I've a John Lewis coffee machine (which, annoyingly, is less than a month out of warranty 😢)

It has a water tank that sits at the back. That is now leaking water due, I think, to a perished seal. I've put a little olive oil on it and I will try it again later but I suspect the seal will need to be replaced. Has anyone any idea how I might do this?

This is the model - John Lewis Pump Espresso Coffee Machine, Stainless Steel


----------



## jiwawa (Jun 22, 2007)

Bump


----------



## rogerblack (May 1, 2005)

Are you in a hard water area? If so, have you descaled the appliance recently?
Just thinking it may be that a build up of scale could be preventing the valve from closing properly.
You can buy packs of descaler granules made for coffee machines or you could just use citric acid or kettle descaler.
Worth a try?


----------



## jiwawa (Jun 22, 2007)

Thanks Roger, I don't think that's the problem, we're soft water here n I had done a descaling relatively recently. I think there's a tear in the seal, possibly caused by my emptying the tank before I went off for a couple of months so it dried out. I shouldn't try to be so organised!


----------



## dghr272 (Jun 14, 2012)

Try here as they do spare parts Jean, including ‘O’ ring seals.






John Lewis JLBICM01 (94772708300) Coffee Machine Spares & Parts | Ransom Spares


Buy genuine replacement John Lewis Coffee Machine JLBICM01 (94772708300) spares from an authorised supplier. Price match promise and next day delivery.




www.ransomspares.co.uk





Terry


----------



## jiwawa (Jun 22, 2007)

Thanks for that Terry. Will have a look tho I'm not at all sure how I'd get at the bit that I think is causing the problem. The oil didn't work, neither did introducing a 'funnel' of plastic to try to shield the seal.


----------



## Drew (May 30, 2005)

Does this part in your picture screw off Jean, allowing you to gain access to the seal?


----------



## jiwawa (Jun 22, 2007)

It doesn't seem to Drew tho it looks as if it should. Maybe since there seems no help for it I should be more forceful in trying. 

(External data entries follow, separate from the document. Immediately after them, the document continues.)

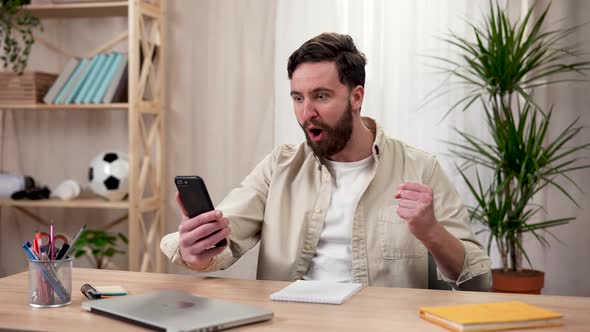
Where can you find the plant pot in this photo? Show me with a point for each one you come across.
(525, 282)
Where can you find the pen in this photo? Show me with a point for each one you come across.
(51, 244)
(50, 277)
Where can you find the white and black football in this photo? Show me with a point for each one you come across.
(108, 175)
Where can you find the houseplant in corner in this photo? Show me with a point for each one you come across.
(16, 34)
(501, 67)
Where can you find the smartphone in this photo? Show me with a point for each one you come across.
(195, 198)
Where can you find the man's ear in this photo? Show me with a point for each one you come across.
(356, 97)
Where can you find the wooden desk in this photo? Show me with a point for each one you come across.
(372, 309)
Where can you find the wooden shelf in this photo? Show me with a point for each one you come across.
(96, 203)
(116, 106)
(79, 9)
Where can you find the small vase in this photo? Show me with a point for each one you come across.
(525, 282)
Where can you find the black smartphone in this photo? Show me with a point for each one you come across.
(195, 198)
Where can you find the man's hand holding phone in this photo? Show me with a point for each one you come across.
(199, 235)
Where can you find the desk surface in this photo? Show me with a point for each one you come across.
(372, 309)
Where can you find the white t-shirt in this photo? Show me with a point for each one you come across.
(333, 256)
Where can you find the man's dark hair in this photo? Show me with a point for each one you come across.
(332, 47)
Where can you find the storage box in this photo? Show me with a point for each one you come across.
(26, 89)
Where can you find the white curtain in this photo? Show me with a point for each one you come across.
(398, 38)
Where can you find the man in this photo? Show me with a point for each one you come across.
(351, 205)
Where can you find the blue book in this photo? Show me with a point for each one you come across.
(83, 78)
(98, 78)
(72, 81)
(92, 75)
(118, 86)
(104, 83)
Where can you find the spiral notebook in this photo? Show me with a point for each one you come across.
(316, 291)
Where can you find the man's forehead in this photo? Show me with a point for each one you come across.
(313, 75)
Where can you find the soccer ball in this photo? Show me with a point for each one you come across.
(108, 175)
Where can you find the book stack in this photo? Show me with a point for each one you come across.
(101, 79)
(496, 316)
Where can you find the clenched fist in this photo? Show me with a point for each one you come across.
(416, 206)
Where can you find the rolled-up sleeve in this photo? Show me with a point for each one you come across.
(452, 214)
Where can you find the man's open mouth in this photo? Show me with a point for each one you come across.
(315, 134)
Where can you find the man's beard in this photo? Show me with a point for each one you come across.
(335, 138)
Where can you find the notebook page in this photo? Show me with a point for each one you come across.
(317, 292)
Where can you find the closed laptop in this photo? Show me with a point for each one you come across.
(173, 310)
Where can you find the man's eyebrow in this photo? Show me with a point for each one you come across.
(321, 89)
(316, 90)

I've discovered I CAN have a coffee so long as I remove the tank immediately after!


----------



## dghr272 (Jun 14, 2012)

Try a few wraps of ptfe tape around the part that fits in.

Terry


----------



## jiwawa (Jun 22, 2007)

Good thinking Terry!


----------



## Drew (May 30, 2005)

A complete disaster, I think you may have spooked me Jean, having completed my morning chores I switched on our coffee machine for my usual "Long Coffee" and ended up with only a quarter filled cup, with the other three quarters in the waste container. I finally made two quarter cups and topped up the mug with hot water. Having spent an hour yesterday morning cleaning the brewer, degreasing & descaling the beast this morning will be spent fault finding.

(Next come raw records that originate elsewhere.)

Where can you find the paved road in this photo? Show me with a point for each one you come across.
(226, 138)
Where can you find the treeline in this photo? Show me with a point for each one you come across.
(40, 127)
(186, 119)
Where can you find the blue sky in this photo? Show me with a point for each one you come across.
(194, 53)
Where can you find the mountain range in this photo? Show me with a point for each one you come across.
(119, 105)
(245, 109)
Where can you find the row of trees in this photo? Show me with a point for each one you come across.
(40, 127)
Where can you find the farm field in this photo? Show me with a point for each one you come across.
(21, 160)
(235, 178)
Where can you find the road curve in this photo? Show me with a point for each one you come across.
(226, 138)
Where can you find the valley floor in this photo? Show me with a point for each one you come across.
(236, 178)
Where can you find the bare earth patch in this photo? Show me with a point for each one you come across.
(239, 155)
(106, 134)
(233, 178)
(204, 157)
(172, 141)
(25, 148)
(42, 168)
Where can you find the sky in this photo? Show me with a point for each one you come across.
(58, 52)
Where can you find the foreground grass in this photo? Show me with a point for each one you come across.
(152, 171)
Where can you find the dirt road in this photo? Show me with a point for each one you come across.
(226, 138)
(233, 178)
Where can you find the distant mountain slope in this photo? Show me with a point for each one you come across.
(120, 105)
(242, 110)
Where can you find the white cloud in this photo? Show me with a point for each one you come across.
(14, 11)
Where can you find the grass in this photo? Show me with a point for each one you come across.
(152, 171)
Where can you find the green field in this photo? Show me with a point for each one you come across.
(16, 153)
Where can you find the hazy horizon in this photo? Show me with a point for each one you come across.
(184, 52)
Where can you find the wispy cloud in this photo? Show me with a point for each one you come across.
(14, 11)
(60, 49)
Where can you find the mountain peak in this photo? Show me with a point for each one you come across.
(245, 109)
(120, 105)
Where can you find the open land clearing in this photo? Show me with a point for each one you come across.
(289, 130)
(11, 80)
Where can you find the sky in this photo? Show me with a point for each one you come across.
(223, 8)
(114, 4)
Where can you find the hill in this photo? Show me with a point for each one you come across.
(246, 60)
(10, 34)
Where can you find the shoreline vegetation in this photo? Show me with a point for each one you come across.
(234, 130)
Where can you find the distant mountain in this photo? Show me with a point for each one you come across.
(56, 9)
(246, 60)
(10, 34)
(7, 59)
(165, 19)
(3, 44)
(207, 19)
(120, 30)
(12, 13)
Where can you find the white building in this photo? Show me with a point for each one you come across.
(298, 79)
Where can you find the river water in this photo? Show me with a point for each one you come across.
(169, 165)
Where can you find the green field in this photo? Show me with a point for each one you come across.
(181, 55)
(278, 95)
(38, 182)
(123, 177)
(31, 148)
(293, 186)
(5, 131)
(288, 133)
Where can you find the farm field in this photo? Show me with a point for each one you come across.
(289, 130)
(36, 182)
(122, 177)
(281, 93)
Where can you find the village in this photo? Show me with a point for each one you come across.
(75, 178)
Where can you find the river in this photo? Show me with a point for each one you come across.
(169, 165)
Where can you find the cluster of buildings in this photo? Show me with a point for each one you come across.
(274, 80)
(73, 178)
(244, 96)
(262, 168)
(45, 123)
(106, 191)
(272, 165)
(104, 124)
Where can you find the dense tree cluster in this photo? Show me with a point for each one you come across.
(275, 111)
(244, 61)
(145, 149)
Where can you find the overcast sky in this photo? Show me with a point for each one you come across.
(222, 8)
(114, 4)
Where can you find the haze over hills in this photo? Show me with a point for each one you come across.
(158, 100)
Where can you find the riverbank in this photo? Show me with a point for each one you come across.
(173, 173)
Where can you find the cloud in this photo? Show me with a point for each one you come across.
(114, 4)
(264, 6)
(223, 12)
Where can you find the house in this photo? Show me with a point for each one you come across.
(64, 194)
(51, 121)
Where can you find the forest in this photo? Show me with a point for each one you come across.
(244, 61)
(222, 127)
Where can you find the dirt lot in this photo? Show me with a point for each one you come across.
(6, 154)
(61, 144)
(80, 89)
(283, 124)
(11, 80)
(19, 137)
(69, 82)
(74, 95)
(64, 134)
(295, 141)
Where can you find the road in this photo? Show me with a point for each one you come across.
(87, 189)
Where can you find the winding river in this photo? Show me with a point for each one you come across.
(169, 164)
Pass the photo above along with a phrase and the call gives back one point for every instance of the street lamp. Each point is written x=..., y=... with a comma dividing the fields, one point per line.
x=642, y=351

May I ask, what coffee do you use Jean? I normally use Lavazza but recently I have been using the new Italian range from Lidl and found it comparable and much cheaper.


----------



## dghr272 (Jun 14, 2012)

Drew said:


> A complete disaster, I think you may have spooked me Jean, having completed my morning chores I switched on our coffee machine for my usual "Long Coffee" and ended up with only a quarter filled cup, with the other three quarters in the waste container. I finally made two quarter cups and topped up the mug with hot water. Having spent an hour yesterday morning cleaning the brewer, degreasing & descaling the beast this morning will be spent fault finding………….


 I do recall mentioning Jean possibly being a Witch when her earlier attempts at posting smilies resulted in gobbledegook being displayed,. Luckily my coffee making only involves a jar of granules and a tea spoon, so I‘ll wait for my teaspoon to dissolve next time. 

Terry


----------



## jiwawa (Jun 22, 2007)

I normally use decaff beans from our local merchant (tho his main business is tea) but ATM I'm using ground coffee given to me.... It may be M&S, not sure.


----------



## jiwawa (Jun 22, 2007)

dghr272 said:


> I do recall mentioning Jean possibly being a Witch


You should be afraid Terry.... Very afraid! 🧙🪄🧹


----------



## jiwawa (Jun 22, 2007)

dghr272 said:


> Try a few wraps of ptfe tape around the part that fits in.
> 
> Terry


You're a star Terry! It didn't work the first time so I added more... Hey presto, no leak!!


----------



## dghr272 (Jun 14, 2012)

jiwawa said:


> You're a star Terry! It didn't work the first time so I added more... Hey presto, no leak!!


Excellent, I fixed my MH shower mixer tap connection the same way a few years ago and it’s still good.
Terry


----------